Powerful words heard in court today.

Moeller was there to request his federal case be dismissed.

And for the first time, Moeller admits to the kidnapping, rape and murder of nine-year-old Becky O'Connell.

KSFY News was at the court hearing Thursday.  A public defender argued South Dakota's lethal injection procedure for the death penalty equates to cruel and unusual punishment.

Moeller wants the case dismissed.

In fact, he told the judge he knows what his rights are and he know's what's right.

Despite what a public defender says, Moeller is ready to proceed with his execution.

Donald Moeller is able to make a knowing and voluntary decision to end these proceeding and accept responsibility for his actions.

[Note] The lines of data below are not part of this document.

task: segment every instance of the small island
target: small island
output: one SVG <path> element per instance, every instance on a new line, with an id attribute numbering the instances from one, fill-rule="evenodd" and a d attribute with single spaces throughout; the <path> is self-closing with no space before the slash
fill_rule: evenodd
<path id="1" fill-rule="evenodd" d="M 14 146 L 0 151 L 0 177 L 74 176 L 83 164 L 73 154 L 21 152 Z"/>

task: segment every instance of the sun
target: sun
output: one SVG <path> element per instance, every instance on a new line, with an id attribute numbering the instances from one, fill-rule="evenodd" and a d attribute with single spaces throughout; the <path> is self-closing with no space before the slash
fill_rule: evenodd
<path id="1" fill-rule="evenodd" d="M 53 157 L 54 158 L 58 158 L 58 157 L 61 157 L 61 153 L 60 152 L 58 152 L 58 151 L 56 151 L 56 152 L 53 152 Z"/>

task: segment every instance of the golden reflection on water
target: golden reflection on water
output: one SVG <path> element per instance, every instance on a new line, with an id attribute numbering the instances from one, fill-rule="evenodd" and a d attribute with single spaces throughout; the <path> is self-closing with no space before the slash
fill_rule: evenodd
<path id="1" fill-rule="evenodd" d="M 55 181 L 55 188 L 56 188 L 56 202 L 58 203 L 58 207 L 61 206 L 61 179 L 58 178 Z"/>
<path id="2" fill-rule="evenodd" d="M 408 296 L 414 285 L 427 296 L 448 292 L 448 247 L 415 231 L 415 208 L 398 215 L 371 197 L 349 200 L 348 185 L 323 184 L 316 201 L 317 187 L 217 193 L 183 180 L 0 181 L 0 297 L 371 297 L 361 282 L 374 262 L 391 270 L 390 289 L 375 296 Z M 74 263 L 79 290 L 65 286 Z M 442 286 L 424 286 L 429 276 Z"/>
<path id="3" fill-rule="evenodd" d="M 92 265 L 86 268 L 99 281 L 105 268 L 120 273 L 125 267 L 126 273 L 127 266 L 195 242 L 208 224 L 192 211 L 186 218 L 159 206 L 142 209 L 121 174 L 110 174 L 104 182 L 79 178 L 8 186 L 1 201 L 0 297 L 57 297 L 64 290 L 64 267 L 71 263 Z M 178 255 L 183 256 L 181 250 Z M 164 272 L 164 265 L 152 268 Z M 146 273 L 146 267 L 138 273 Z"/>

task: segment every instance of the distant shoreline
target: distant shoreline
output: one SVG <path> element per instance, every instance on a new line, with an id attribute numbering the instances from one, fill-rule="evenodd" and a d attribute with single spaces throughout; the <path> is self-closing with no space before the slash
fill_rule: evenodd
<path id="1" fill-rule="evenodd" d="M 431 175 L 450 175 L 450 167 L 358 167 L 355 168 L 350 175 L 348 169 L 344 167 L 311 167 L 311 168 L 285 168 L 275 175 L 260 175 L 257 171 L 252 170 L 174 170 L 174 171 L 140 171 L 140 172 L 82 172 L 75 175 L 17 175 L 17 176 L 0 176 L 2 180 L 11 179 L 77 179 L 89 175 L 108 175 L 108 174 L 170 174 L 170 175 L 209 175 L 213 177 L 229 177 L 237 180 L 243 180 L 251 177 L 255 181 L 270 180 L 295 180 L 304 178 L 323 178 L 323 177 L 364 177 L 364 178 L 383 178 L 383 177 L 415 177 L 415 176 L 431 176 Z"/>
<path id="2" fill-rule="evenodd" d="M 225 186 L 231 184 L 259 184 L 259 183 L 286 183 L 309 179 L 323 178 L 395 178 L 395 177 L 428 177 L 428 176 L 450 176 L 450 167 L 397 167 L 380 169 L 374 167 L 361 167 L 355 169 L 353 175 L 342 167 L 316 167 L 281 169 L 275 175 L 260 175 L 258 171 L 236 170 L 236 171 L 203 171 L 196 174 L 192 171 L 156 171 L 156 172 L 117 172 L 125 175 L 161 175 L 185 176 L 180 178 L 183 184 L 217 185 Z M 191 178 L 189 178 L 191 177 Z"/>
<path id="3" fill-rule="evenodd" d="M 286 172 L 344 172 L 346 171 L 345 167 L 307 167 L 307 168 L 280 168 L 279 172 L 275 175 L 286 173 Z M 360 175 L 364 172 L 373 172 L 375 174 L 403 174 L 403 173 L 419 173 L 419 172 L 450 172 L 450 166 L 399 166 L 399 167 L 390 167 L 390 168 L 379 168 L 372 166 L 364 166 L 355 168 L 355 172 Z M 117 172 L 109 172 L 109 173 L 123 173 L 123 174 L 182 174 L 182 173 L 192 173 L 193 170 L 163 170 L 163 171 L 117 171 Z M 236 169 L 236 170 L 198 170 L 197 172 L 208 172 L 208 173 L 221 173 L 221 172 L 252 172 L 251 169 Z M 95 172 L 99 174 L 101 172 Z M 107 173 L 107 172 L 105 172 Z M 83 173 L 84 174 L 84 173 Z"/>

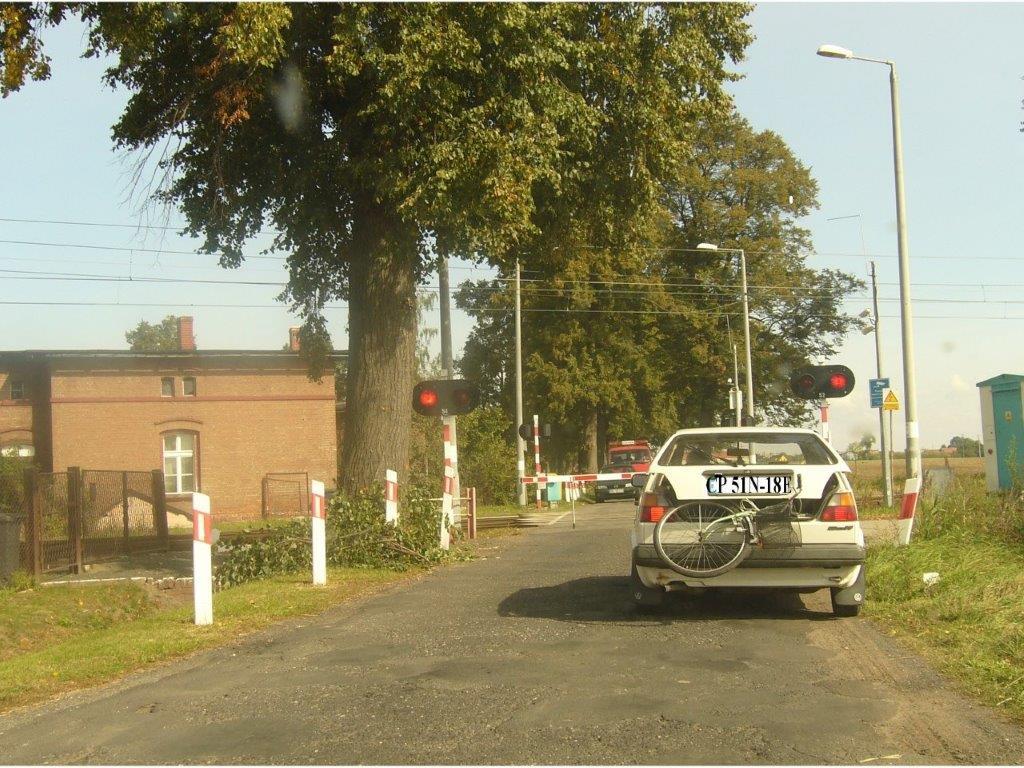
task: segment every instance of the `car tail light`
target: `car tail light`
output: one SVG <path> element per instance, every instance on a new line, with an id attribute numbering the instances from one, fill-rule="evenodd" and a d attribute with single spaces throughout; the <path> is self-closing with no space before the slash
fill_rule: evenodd
<path id="1" fill-rule="evenodd" d="M 640 497 L 640 522 L 656 523 L 665 514 L 665 507 L 660 503 L 658 494 L 645 493 Z"/>
<path id="2" fill-rule="evenodd" d="M 847 523 L 857 519 L 857 502 L 849 491 L 838 491 L 828 500 L 821 518 L 826 523 Z"/>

South Dakota Attorney General Marty Jackley said it's not a matter of if Moeller will die, but how.

"This is the last pending action by Donald Moeller as the court has indicated. As we begin proceedings, the South Dakota Supreme Court and United States Supreme Court has already made the decision on guilt and on the sentence of death. Really, the only thing that is occurring in these proceedings is the method of the way that South Dakota carries out an execution," Jackley said.

Jackley said there isn't much else to stop Moeller's execution.

The only thing under South Dakota law that would allow the execution to stop would either be an action by the governor or a stay of execution by a court's jurisdiction."

And if Governor Daugaard has an opinion on whether moeller should be executed, Jackley is tight-lipped about speaking with the governor.

"I have had several meetings with the governor involving both the Robert and Moeller case as well as procedures involved, but I keep the rest of the conversations confidential," Jackley said.

The public defender accused Moeller's new attorney, Mark Marshall, of working for the state.

Marshall objected and the attorney general ensured the court that Marshall is not working for the state.